Tes tried to retreat into the room, but Lila put a hand in the center of her back.
“We’re not done talking, you and I,” she hissed in Tes’s ear, before forcing her forward, into the hall, and the waiting arms of the palace guards.
Tes fought, for whatever it was worth, which wasn’t much. Lila had healed her wounds, but she was still half the soldiers’ size, and before she could so much as reach to pluck a thread of their magic, her arms were forced behind her.
The last thing she saw was Kell Maresh sinking into a chair behind Lila Bard, who smiled at Tes before she flicked her wrist, and the door slammed shut, and the guards hauled her away.
V
Tes should have gotten on a ship.
She’d been right there, could have stolen away aboard one of the many vessels crowding the London docks, and dropped the doormaker over the side when they were safely out to sea, and started again in another city, on another shore.
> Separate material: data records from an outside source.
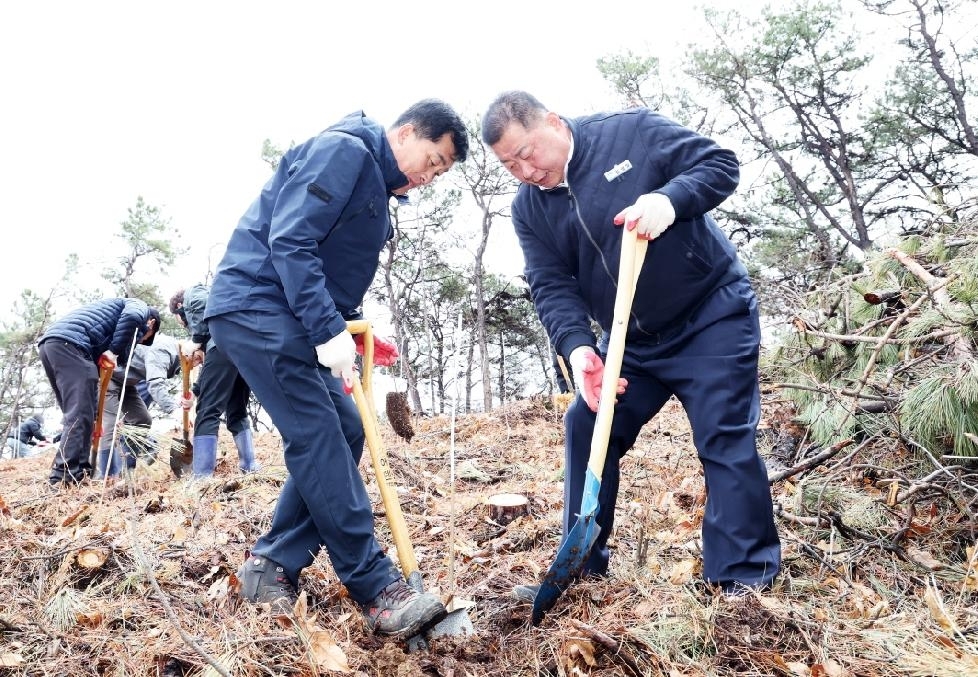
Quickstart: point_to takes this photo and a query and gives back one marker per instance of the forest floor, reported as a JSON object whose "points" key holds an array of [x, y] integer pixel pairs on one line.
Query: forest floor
{"points": [[134, 578]]}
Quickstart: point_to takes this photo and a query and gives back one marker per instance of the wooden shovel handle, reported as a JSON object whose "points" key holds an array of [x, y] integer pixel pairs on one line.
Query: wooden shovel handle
{"points": [[104, 377], [633, 251], [363, 396]]}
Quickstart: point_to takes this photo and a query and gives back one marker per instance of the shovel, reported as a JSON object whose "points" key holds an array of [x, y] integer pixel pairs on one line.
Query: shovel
{"points": [[104, 376], [576, 547], [456, 622], [182, 456]]}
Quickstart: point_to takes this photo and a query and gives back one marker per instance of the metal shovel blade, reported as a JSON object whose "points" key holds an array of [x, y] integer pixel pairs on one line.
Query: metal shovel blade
{"points": [[573, 552]]}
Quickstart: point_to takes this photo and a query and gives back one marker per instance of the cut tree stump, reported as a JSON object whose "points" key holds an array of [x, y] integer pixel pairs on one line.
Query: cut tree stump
{"points": [[504, 508]]}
There would always be work for a man like Haskin, which meant there would always be work for a girl like her.
And if Bex and Calin had followed?
Better to be free and on the run than sitting safely in a cell.
What’s the difference between a gamble and a good purchase? her father had quizzed her more than once. Retrospect.
Two soldiers stood a short distance beyond the cell, their heads bent together, their voices little more than murmurs. She looked past them to the stairs they’d brought her down. The bedroom had been on the third floor. She was somewhere beneath the first now. She’d counted the steps down, reached thirty before they hit the cells, guessed that meant they were housed in one of the pillars that made up the palace base, held the soner rast aloft over the Isle. She wondered if that meant she was underwater. She looked around. There were three other cells, but all were empty.